It is not the best time to be a buy-to-let landlord at the moment, with a raft of changes introduced by the government prompting concern that buy-to-let landlords with low profit margins could end up making a loss as a result of various tax changes, which will push some out of the market altogether.
The introduction of the 3% stamp duty surcharge in April, the scrapping of the 10% Wear and Tear tax relief, the fact that mortgage tax relief is set to be phased out from next year, the need for landlords to now check the residency of their tenants, and now the Bank of England’s Financial Policy Committee will be granted greater powers over the buy-to-let market next year.
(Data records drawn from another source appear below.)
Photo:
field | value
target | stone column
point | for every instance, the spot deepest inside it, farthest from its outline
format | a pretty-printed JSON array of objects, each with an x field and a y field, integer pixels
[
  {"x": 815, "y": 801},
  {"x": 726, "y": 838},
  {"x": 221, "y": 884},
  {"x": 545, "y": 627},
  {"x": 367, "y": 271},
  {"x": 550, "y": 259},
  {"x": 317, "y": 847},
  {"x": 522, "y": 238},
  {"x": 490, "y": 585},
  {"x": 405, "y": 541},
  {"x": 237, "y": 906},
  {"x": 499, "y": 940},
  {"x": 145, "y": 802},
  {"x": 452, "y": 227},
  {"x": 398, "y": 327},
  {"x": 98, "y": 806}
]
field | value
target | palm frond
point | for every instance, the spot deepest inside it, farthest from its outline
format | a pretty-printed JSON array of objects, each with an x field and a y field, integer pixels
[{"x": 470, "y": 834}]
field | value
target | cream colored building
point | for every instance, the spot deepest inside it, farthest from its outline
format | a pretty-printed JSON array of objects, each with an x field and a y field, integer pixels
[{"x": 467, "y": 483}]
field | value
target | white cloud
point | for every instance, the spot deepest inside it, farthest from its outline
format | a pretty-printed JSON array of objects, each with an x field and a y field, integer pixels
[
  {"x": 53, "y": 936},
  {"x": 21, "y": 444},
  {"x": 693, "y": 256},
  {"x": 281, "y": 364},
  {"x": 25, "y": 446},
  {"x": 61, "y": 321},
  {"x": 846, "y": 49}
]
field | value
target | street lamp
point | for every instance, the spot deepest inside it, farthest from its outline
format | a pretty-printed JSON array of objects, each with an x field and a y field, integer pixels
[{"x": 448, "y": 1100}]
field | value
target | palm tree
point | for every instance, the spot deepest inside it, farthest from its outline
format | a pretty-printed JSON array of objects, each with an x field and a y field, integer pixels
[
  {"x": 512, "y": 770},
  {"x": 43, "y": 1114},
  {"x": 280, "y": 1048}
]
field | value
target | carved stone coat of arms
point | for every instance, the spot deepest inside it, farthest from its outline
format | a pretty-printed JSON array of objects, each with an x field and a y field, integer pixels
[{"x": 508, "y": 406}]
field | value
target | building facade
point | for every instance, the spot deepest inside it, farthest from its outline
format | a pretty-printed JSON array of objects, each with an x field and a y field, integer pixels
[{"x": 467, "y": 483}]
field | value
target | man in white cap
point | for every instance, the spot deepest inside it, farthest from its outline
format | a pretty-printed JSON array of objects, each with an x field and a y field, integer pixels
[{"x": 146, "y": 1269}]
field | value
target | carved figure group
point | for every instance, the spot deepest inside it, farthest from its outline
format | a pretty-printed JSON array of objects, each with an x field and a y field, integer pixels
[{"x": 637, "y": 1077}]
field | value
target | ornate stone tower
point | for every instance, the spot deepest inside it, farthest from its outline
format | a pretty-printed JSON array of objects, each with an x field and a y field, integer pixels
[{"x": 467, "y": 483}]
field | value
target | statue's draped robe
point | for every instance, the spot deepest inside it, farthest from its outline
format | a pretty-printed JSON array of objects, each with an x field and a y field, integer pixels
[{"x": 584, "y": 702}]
The list of negative changes in the sector goes on.
Unsurprisingly, a new Martin & Co survey shows that 92% of buy-to-let landlords believe the government is ‘anti-landlord’ and are now calling for the chancellor to back them in the Autumn Statement.
The research also found that 74% of buy-to landlords would like to see this year’s stamp duty changes scrapped in the Autumn Statement.
In addition, more than 50% of this group would like the Philip Hammond remove the punitive changes in mortgage interest tax relief, which comes into force in April 2017.
Ian Wilson, chief executive, Martin & Co, said: “The government seems to be set on making life as difficult as possible for property investors, while ignoring the fact that landlords provide essential rental properties in locations where there are housing shortages and no realistic ability to buy.
“People are relying on the private rented sector to supply property, so we need the Chancellor to back our landlords and encourage them to continue to invest and provide a vital pipeline of homes for people who simply cannot afford to buy.”
Eddie Goldsmith, chairman of The Conveyancing Association, is among those that believes that this week’s Autumn Statement represents “a pivotal moment for the UK housing market” because the “anti-landlord and investor policies” introduced by Osborne, coupled with the Brexit vote, has led to something of a “perfect storm”, which if allowed to continue could “reduce transaction levels to rubble for many months to come”.
He said: “It may be too much to hope that the 3% extra charge on additional property stamp duty will be abolished, but such a move – as well as a u-turn on next year’s mortgage interest tax relief changes – would be most welcome.”